──北方領土返還交渉で注目されているプーチン大統領もまた強権的だ。
三浦:プーチンが強権を発動できるのも、民意の負託があるからです。エリツィン時代はひたすらアメリカの世話になりながら、プライドを捨てて頑張ったわけですが、鬱憤が溜まったところでプーチン現象とでも呼ぶべき現象が起きた。
拙著『シビリアンの戦争』(岩波書店)でも述べましたが、民意に基づく戦争をし、民意に基づく軍事外交を取り仕切ったパターンです。
木村:ウクライナ危機についても、ロシアが“侵攻”したクリミア半島はロシア系住民ばかりで、あれはロシア領だと思う。そういうロシア国民の民意がプーチンを後押ししている。
広大な国を治めるには、強権政治にならざるをえない。その意味で非常にロシア的な指導者です。トランプは国外の紛争から手を引くと言っているから、クリミアも「どうぞ」となると思う。
三浦:じゃあ、シリア難民も無視されると?
木村:そうです。「ポリコレ」(※注/ポリティカル・コレクトネスの略。政治的・社会的に正しく、差別・偏見が含まれていない言動)は脇に置いて、“もう反アサド派は支援しないから、ロシアはアサド政権と適当にやってよ”ということになるのではないでしょうか。
「アラブの春」も、「民衆の蜂起は正義」というポリコレでオバマは介入して、結果、混乱させただけです。
──難民問題に揺れる欧州でも独裁者が生まれる土壌が醸成されつつあるのか。
三浦:アメリカより欧州のほうが移民に対する免疫がなく、耐え切れていない感じです。ドイツのメルケル首相も自分の難民政策に後悔していると言い始めている。イギリスもEU離脱を決定してしまったし。
だから、次のリーダーは、移民排斥を訴えて出てくるでしょう。フランスでは、国民戦線のマリーヌ・ルペンが勝つ可能性がある。より危ないのは東欧です。人種差別の歴史が長く、民主主義の歴史が浅く、寡頭支配で、とんでもないのが出てくる可能性がある。
木村:こだわるようですが、欧州もアメリカと同様にポリコレに疲れた。東欧出身のメルケル自身が建前の教育を受けてきて、「困っている人を助けるのは美しい」という価値観を持っていた。ところが現実は違って、必ずしも善良ではない人間も入ってきてしまった。
いずれにせよ、今後はポリコレにこだわらない指導者がどんどん出てくる。

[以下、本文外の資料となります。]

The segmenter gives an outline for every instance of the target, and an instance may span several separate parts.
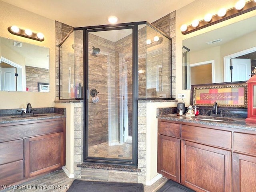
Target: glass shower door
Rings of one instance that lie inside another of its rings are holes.
[[[130,27],[87,32],[87,160],[132,159],[132,32]]]

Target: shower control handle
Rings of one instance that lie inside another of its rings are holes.
[[[97,96],[97,95],[99,93],[97,90],[95,89],[91,89],[90,91],[90,94],[92,97],[95,97],[95,96]]]

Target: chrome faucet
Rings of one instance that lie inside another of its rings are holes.
[[[26,112],[26,113],[31,113],[32,112],[32,110],[30,110],[30,111],[29,111],[29,109],[30,108],[32,108],[32,107],[31,106],[31,104],[30,104],[30,103],[28,103],[28,104],[27,104],[27,111]]]
[[[218,104],[217,104],[217,102],[216,101],[213,103],[213,109],[215,111],[215,113],[216,115],[218,114]]]

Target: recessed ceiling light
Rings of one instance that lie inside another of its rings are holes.
[[[118,20],[118,18],[116,16],[110,16],[108,18],[108,20],[110,23],[116,23]]]

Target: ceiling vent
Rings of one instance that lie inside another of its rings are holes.
[[[14,41],[13,42],[13,45],[16,47],[21,47],[22,46],[22,43],[20,43],[20,42],[17,42],[16,41]]]
[[[210,45],[210,44],[212,44],[213,43],[218,43],[218,42],[220,42],[221,41],[222,41],[222,40],[221,39],[216,39],[216,40],[214,40],[213,41],[209,41],[209,42],[206,42],[206,44]]]

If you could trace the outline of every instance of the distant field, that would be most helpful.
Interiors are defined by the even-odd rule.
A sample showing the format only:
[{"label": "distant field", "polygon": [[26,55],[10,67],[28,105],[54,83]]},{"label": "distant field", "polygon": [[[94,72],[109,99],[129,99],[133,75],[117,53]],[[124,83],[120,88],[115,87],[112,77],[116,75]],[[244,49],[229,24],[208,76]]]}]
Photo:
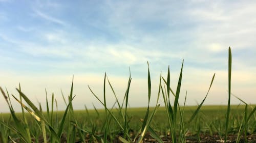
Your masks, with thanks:
[{"label": "distant field", "polygon": [[[47,109],[43,110],[40,105],[36,105],[31,101],[20,87],[17,89],[18,99],[11,97],[8,91],[0,87],[11,113],[0,115],[0,142],[256,142],[256,105],[248,105],[234,95],[234,98],[243,103],[230,105],[231,49],[229,48],[226,105],[203,105],[215,74],[205,98],[198,106],[180,105],[183,64],[175,92],[170,87],[169,69],[167,78],[160,76],[157,100],[156,106],[152,107],[149,107],[151,97],[149,66],[148,104],[145,108],[130,108],[128,106],[131,76],[122,102],[116,97],[105,74],[103,100],[100,100],[89,87],[95,100],[104,106],[102,109],[88,110],[86,106],[84,110],[74,111],[73,81],[68,100],[63,97],[66,109],[61,111],[54,111],[57,102],[54,100],[54,95],[51,100],[46,96]],[[106,105],[106,86],[116,98],[112,108]],[[20,104],[22,113],[15,112],[10,97]],[[158,103],[160,98],[164,102],[162,107]],[[28,106],[23,104],[25,102]]]},{"label": "distant field", "polygon": [[[255,106],[255,105],[252,105],[252,106]],[[195,110],[197,106],[185,106],[184,108],[184,122],[187,122],[189,118],[193,113],[193,111]],[[244,114],[245,105],[234,105],[230,106],[231,110],[231,119],[232,121],[232,124],[236,126],[233,126],[234,129],[238,128],[240,125],[239,123],[241,122],[243,116]],[[151,108],[151,111],[152,111],[153,107]],[[140,122],[141,119],[143,119],[146,111],[146,107],[140,108],[130,108],[127,110],[127,115],[130,120],[130,126],[131,129],[134,130],[138,130],[141,126],[142,123]],[[251,110],[248,109],[248,110]],[[202,106],[200,112],[197,116],[197,121],[200,121],[200,123],[196,123],[200,124],[201,126],[201,131],[208,132],[211,130],[212,133],[217,133],[218,131],[214,128],[211,128],[210,125],[212,124],[220,124],[222,129],[224,129],[225,121],[226,119],[227,110],[227,106],[224,105],[203,105]],[[97,109],[99,115],[94,109],[88,110],[89,115],[86,110],[75,110],[74,115],[75,119],[78,123],[80,123],[84,126],[90,127],[90,120],[92,121],[98,129],[102,128],[102,126],[105,122],[105,111],[103,109]],[[117,109],[114,109],[112,111],[113,113],[118,115],[119,111]],[[58,112],[58,116],[59,118],[59,120],[63,116],[63,111],[59,111]],[[47,113],[44,112],[46,115]],[[21,113],[17,113],[18,117],[22,117]],[[54,116],[56,116],[56,112],[53,113]],[[30,120],[33,120],[33,117],[28,113],[26,114],[28,118],[28,120],[30,122]],[[0,115],[1,118],[3,118],[5,121],[8,120],[11,115],[10,113],[3,113]],[[156,115],[155,115],[151,126],[155,129],[157,131],[161,132],[162,134],[168,133],[168,123],[167,117],[165,108],[164,107],[160,107]],[[219,123],[216,123],[218,122]],[[237,122],[237,123],[236,123]],[[196,129],[197,124],[193,124],[191,125],[186,125],[187,128],[189,128],[189,130],[194,133],[197,132]],[[254,123],[255,124],[255,123]],[[216,125],[217,126],[217,125]],[[256,127],[254,126],[254,130],[256,130]]]}]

それを独裁者と呼ぶかどうかはわかりませんが、建前論を振り回さず、やるべきことをやっていく人を民衆は求めていくと思います。
●きむら・たろう/1938年生まれ。慶應義塾大学法学部卒。NHKで記者、キャスターを経て、フリーに。フジテレビで数々の報道番組のキャスター、コメンテーターを歴任。
●みうら・るり/1980年生まれ。東京大学農学部卒、同法学部政治学研究科修了(法学博士)。東京大学政策ビジョン研究センター講師。著書に『日本に絶望している人のための政治入門』(文春新書)など。